Ao terminar o carnaval o ano começou de fato com uma 4ª de cinzas "inesquecível". A extrema direita foi convocada para na data de 15 de 
março, marcando o novo momento de micareta proto-fascista no Brasil ---- em transe pós-golpe coxinha. Parece piada, mas a situação é bem 
séria. O general de Exército Augusto Heleno Ribeiro Pereira (4 estrelas), ministro-chefe do Gabinete de Segurança Institucional (GSI), como 
figura de proa do reacionarismo militar de alta patente, está dobrando a aposta. ----  O uso discricionário do orçamento da União é o sonho 
putrefato de Paulo Guedes e sua laia de Chicago Boys e mesmo que saia um acordo de oligarcas, apenas a hiper-exposição do ex-membro da alta 
hierarquia do Comitê Olímpico Brasileiro na Era Nuzman já foi demonstração suficiente de estranhas lealdades na caserna.
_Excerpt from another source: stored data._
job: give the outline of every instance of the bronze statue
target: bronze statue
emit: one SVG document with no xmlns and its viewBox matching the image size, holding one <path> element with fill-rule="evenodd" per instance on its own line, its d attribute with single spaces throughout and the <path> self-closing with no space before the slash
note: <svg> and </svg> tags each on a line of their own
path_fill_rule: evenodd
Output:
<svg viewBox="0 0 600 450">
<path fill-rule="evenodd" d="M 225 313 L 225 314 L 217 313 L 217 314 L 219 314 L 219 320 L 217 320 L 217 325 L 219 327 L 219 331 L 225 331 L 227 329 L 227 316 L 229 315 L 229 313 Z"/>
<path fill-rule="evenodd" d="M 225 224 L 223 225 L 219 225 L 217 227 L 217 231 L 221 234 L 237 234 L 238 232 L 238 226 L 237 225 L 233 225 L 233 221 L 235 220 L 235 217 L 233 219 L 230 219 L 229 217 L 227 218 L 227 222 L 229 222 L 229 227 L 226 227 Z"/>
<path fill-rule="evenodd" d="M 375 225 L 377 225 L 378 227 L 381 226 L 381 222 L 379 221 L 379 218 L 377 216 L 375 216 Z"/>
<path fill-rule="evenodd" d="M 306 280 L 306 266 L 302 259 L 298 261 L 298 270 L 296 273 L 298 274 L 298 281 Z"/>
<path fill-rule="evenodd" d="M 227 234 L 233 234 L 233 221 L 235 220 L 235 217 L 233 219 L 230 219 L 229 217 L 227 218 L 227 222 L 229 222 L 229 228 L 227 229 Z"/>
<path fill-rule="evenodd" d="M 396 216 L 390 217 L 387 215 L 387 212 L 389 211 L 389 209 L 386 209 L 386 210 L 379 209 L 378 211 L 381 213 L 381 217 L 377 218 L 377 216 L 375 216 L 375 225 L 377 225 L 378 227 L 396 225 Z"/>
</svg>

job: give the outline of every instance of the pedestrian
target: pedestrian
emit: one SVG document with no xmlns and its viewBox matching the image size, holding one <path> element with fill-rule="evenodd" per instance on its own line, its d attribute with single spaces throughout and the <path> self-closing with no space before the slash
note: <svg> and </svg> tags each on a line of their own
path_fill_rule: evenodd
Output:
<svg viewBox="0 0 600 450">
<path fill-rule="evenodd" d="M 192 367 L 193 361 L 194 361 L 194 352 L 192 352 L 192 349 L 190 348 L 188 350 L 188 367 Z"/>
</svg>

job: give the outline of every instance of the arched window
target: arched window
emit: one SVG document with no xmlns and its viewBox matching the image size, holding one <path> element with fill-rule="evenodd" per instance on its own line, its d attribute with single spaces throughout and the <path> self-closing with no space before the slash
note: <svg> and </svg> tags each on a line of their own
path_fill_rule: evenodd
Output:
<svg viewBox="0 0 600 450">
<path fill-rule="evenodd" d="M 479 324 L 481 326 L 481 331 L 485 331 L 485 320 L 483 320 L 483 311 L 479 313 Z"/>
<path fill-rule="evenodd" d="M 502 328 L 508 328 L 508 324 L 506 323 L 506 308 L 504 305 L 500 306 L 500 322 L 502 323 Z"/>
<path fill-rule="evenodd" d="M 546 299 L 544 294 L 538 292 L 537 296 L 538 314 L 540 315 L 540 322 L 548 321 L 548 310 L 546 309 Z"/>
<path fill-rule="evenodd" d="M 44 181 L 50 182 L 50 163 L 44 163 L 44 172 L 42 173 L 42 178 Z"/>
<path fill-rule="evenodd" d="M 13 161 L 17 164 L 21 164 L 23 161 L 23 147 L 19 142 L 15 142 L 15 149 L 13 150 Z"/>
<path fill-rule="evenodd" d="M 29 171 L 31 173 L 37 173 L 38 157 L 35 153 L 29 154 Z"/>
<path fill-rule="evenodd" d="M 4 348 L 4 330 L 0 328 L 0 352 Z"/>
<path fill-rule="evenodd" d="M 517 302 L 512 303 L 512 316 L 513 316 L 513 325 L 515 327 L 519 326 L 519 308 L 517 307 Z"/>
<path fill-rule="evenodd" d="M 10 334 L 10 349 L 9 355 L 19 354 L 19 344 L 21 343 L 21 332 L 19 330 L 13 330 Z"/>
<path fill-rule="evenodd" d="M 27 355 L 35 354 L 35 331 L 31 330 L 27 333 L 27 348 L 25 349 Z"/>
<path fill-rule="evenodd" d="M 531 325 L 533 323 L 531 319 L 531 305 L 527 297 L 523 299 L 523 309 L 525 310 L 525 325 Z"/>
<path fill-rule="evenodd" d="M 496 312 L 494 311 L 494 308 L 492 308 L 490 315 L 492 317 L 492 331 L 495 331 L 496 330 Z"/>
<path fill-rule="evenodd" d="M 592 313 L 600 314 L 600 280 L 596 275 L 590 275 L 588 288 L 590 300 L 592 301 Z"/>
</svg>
Augusto Heleno se 
coloca à frente da destinação do orçamento impositivo. Se o Parlamento ceder, o pinochetista civil do governo, Paulo Guedes, apontaria uma 
contrapartida, prometendo aumento da margem orçamentária destinada aos estados. Na prática seria o golpe de morte na Constituição de 1988, 
ponto de confluência de toda direita, que vai de oligarcas decadentes aos ultra liberais do "novo", passando por tucanos e arrivistas 
militarizados como os do PSL.
Ainda tem muito em jogo, mas a dimensão estrutural já foi alterada. Para a camarilha de fariseus pentecostais e "neopentecostais", os que 
manipulam os milhões de brasileiros e brasileiras das várias linhas do evangelicalismo, o gol já foi marcado no governo Temer. Ainda que 
sempre pressionam por mais legislação de hereges praticantes do pecado da usura, as "igrejas" empresariais são o fluxo de caixa da pobreza, 
ultrapassando tanto as pastorais sociais como o digno esforço das linhas evangélicas de tipo diálogo ecumênico, fé e política de libertação.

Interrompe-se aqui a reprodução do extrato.